Line 2: We first collect all nodes with no incoming edge. In terms of adjacency matrix, it means picking columns with only zeroes. The algorithm calls it a set, but we are free in our implementation to use whatever data structure we see fit. It just means a given node appears at most once in it. In our example, this set is: [Zoe, Bella, Miranda]. During the algorithm course, we will add further nodes to this set. Note that this is a working set, not the final result. Also, the order does not matter.
Line 4: Self-explanatory, we continue until the working set is empty and there is no more work to do.
Line 5: We first pick a node with no incoming edge (it does not matter which one). For example, Zoe, and remove it from S. S is now: [Bella, Miranda].
Line 6: We add this node to the list of topologically sorted nodes, L. It now is: [Zoe].
Line 7: We then inspect each node that Zoe has an edge to. That means Jane and Angela. In terms of adjacency matrix, we simply read Zoe's row, and inspect cells with a 1 in it.
Line 8: We remove such an edge, for example, Zoe -> Jane. In terms of adjacency matrix, it means setting the cell on the row Zoe and column Jane to 0.
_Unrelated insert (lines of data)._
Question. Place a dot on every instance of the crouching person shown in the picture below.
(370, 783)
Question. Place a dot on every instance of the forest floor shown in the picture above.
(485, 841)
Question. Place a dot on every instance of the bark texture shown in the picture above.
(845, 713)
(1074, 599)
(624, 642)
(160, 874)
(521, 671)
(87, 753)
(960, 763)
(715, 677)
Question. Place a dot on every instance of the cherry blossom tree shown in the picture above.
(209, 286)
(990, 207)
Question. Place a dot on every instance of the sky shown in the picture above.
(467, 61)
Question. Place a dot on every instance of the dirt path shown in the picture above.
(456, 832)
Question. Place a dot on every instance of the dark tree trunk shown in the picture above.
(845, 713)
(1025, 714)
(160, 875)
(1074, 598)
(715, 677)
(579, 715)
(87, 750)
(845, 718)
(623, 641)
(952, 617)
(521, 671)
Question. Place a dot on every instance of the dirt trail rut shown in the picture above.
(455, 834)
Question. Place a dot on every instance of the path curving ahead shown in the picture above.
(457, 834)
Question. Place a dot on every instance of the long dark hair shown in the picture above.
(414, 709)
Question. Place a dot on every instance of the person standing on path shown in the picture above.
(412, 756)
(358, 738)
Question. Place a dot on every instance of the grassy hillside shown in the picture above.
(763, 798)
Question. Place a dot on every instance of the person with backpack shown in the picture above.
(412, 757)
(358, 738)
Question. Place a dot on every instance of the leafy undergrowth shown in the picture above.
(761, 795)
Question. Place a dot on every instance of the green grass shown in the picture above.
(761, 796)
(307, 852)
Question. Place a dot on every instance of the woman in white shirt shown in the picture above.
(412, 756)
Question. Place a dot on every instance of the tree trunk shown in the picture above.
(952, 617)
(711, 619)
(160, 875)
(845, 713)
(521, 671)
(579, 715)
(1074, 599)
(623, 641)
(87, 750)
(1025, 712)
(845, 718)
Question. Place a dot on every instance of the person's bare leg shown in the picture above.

At this point, the graph looks like this:
Line 9: If Jane does not have another incoming edge, we add it to the set of all nodes with no incoming edge. That's the case here, so S now looks like: [Bella, Miranda, Jane].
We know loop to Line 7 and handle the node Angela since Jane is taken care of.
Line 7-10: We are now handling the node Angela. We remove the edge Zoe -> Angela. We check whether the node Angela has incoming edges. It does, so we do not add it to S.
The graph is now:
We are now done with the Line 7 for loop, so go back to Line 5 and pick this time Bella. And so on.
The graph would now, to the algorithm, look like:
And here are the next steps in images:
Line 12-15: Once the loop at Line 4 is finished, we inspect our graph. If there are no more edges, we are done. If there is still an edge, it means there was a cycle in the graph, and we return an error.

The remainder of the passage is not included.